In fact, this initiative was popular only at first glance and if one did not take into account all the practical pitfalls and the great principles that would be trampled on.

First, even if it was popular to charge the non-vaccinated, it is far from certain that it would have had an impact on the number of vaccinated when we see the socio-economic profile of the recalcitrant.

Then, because it would have been difficult to justify not respecting important principles in a democratic society. Allowing the Ministry of Revenue access to citizens’ health records was more than problematic, not only in terms of privacy.

Especially if the goal of our health system is to treat and not to punish, how to make the non-vaccinated pay without opening the door to also making smokers who develop lung cancer, for example, pay. There are doors that are best left closed.

The other boomerang has not yet returned in the face of the government, but the ground is being prepared. The Minister of Transport, François Bonnardel, said Monday that work on the pharaonic tunnel between Quebec and Lévis could begin this year – before the election campaign – but that we would not know until 2025 how much the project could cost.

It’s a new version of “buy now, pay later”. But, for the supporters of the project, we can see there the beginning of a scam. We will probably leave a few backhoes on the site in the fall, but we will announce later, probably in 2025, that the cost estimates mean that the project will have to be abandoned.

Because the more time goes by, the more people there will be – even in government – ​​to realize that 10 billion dollars for this tunnel is an absolutely unsustainable cost in view of the benefits and disadvantages that the community will draw.

Finally, a little later during this parliamentary session, the debate will resume on Bill 96 – better known as the new Bill 101, CAQ version.

The parliamentary committee hearings took place in the fall and many groups warned the government that its bill is unconstitutional and cannot be “saved by the notwithstanding clause” which only affects rights guaranteed by the Canadian Charter. rights, not by the rest of the Constitution.

However, some of the measures in question affect the language used before the courts, where the use of French and English is guaranteed by section 133 of the Constitution. Rights that are guaranteed to both Francophones and Anglophones across the country.

Traditionally, Quebec has always scrupulously respected article 133 so as not to give any opening to reciprocal action against francophones from other provinces, for whom this article is a fundamental right.

In fact, everyone in the legal world understood this: it was a way for the godfather of the law and Minister of Justice, Simon Jolin-Barrette, to settle accounts with the Chief Justice of the Court of Quebec, Lucie Rondeau. She insists on appointing bilingual judges in the Montreal region, which is opposed by Mr. Jolin-Barrette – who is also minister responsible for the French language.

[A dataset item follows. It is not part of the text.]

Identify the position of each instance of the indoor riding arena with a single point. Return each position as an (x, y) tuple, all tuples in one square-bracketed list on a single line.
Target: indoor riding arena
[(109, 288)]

To risk seeing a law invalidated for such a dispute is very unwise. The boomerang might only come back after a long legal challenge, but it won’t hurt any less.

And since we are talking about boomerangs, the government is in the process of making one that could come back to it from the English-speaking community.

The abandonment of the Dawson College expansion project could have been explained with more subtlety by the Prime Minister: “If we have to choose a priority, it is better to expand the francophone colleges rather than to expand Dawson”, he said rather bluntly on Tuesday.

Similarly, the appointment without consultation of the Anglophone community of a person with no experience in education as Deputy Minister in charge of the Anglophone sector was shocking.

Notice to the Prime Minister: even if it will not make you lose votes, boomerang, it is also said in English.